6) Convenience vs. effectiveness: Clinicians must be thoughtfully aware of trade-offs.

As discerning clinicians, first we work to uncover the truly potent TCM that will surely make a difference; only then, do we consider the convenience question. Above, we’ve pointed out some stark reality worth a clinician’s time in thought. We believe that when herbs are critically important in a treatment protocol, the discerning clinician and motivated patient would likely choose effectiveness over the ease of administration.

7) A clinician should never stop updating a practice (no practice can afford to rest on its laurels).

Quality fade is a gradual decline in product quality over time. In most cases, for any given product, customers aren’t likely to notice a small decline in quality from one shipment to the next. But when comparing units over a longer stretch of time, like from one year to the next, the drop in quality is more obvious.

Quality fade happens; and so does actual product improvement. So, it’s essential that we clinicians periodically re-check the brand we prescribe against other brands, and also check new brands entering the marketplace. It’s how to keep the practice updated with the best of today to avoid stagnating with the best of the past. Here’s how to do comparative checking: VITAL SIGNS. For big herbal extract mass-manufacturers, updating advertisements is easier than updating capabilities – and if their quality fades, a clinician’s quality fades.

8) You’ve tested a brand using the method on page VITAL SIGNS; it tested weak. Is it smart to simply increase the dosage level as compensation?

    

Industrial preparation methods, especially drying the tea into a powder, will degrade different individual herbs to varying degrees, i.e., certain herbs lose a lot of potency (some rendered totally ineffective), others maybe none, and many herbs, somewhere inbetween. it’s then impossible to build a powder or granule prescription accurately as the potency level of each herb in the formula is an unknown. Such imbalanced prescriptions work poorly, and increasing the dosage amount in an attempt to compensate will make the problem worse – easily leading to unpredictable effects and side effects. . .

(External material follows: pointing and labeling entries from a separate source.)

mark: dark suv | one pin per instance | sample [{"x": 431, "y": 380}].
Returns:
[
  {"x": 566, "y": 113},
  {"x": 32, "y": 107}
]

Here’s an example of what could go wrong: A practitioner prescribes a high dosage of a 2-herb formula containing one hard to digest herb and one herb to help with digestion. The dosage is high because fast results are desired and the brand was on sale; so, why not. Later, the patient experiences acute digestive discomfort. Why? In this scenario, it was the the typical factory over-processing which greatly diminished the capability of just one of the 2 herbs – the digestive herb. The other herb, the hard to digest one, was unchecked to injure the gastro-intestinal system causing the patient’s discomfort. This is just one simple example of what could go wrong when prescribing an increased dosage level of an imbalanced herbal prescription.